Scenario · HA & Failover

Post-failover validation

A sandboxed PostgreSQL incident — investigate with your own tools, submit a fix, and get deterministic Detect / Fix / Trap scoring.

L4 · 10–15 min · runs locally in Docker

Launch

Start this scenario

Boot it in a real PostgreSQL sandbox and investigate with psql, EXPLAIN and pg_stat_statements.

ride postgres start stage-08/10-post-failover-validation

Part of these paths

HA & Failover On-Call SRE On-Call Path

Show the postmortem & investigation hints spoilers

Post-failover validation
Type: incident simulation · Topic: HA & Failover · Level: L4 · Duration: 10–15 min
Launch: ride postgres start stage-08/10-post-failover-validation

POSTMORTEM (root cause · how it was found · the fix · lesson)
Root cause: a failover was only half-done. The primary was down and the standby
needed promoting, but the job isn't finished at "promote" — it's finished when the
new primary is writable, the old primary is not a write target, and every critical
database is validated on the new primary.

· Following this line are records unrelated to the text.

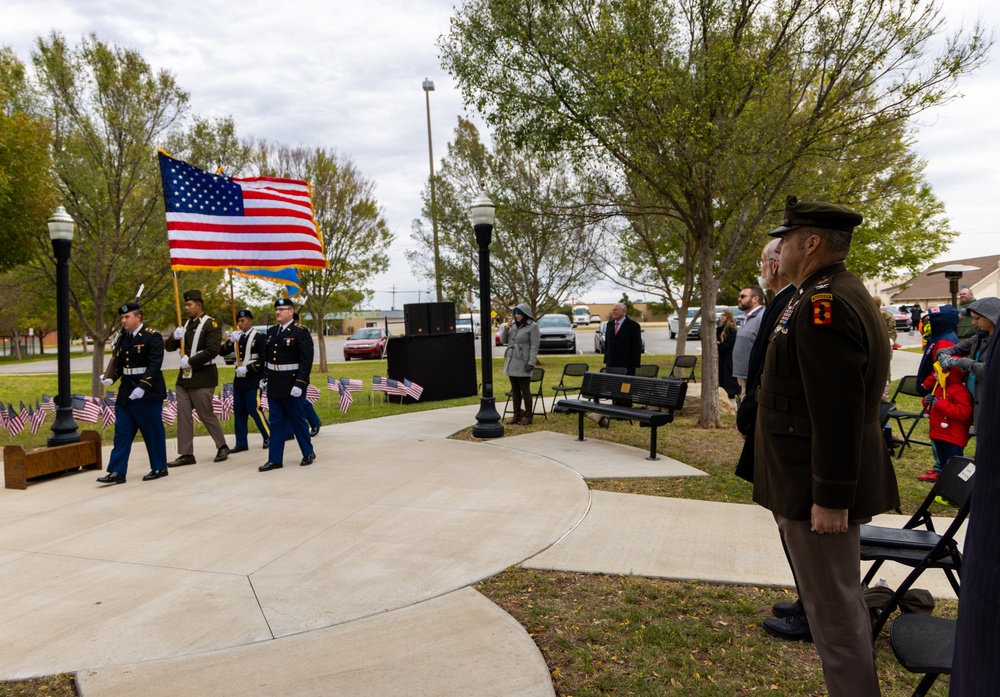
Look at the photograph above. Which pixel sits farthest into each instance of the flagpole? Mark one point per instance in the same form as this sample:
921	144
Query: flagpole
232	303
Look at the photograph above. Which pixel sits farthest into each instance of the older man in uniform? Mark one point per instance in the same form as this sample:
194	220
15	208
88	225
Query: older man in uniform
820	464
199	340
139	406
248	345
288	361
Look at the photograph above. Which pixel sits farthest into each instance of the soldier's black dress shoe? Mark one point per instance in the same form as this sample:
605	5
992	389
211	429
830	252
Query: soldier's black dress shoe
788	609
789	628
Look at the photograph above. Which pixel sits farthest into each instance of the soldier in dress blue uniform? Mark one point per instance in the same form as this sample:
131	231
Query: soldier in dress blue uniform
288	357
139	406
248	344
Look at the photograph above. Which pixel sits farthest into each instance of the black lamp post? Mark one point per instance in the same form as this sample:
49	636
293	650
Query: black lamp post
64	428
488	419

How it was found: pg_is_in_recovery() on the standby was still true (not promoted);
the failover markers in app_db AND billing_db confirmed both critical databases
survived once promotion completed.

The mitigation: promote the standby and run the full post-failover checklist —
writable new primary, old primary fenced, app_db and billing_db both validated.

Lesson: promotion is not the end of a failover — validation is part of it. Check
write-readiness on the new primary, that the old primary isn't a write target, and
EVERY critical database (don't stop at the default one or just one app database).
An index is irrelevant.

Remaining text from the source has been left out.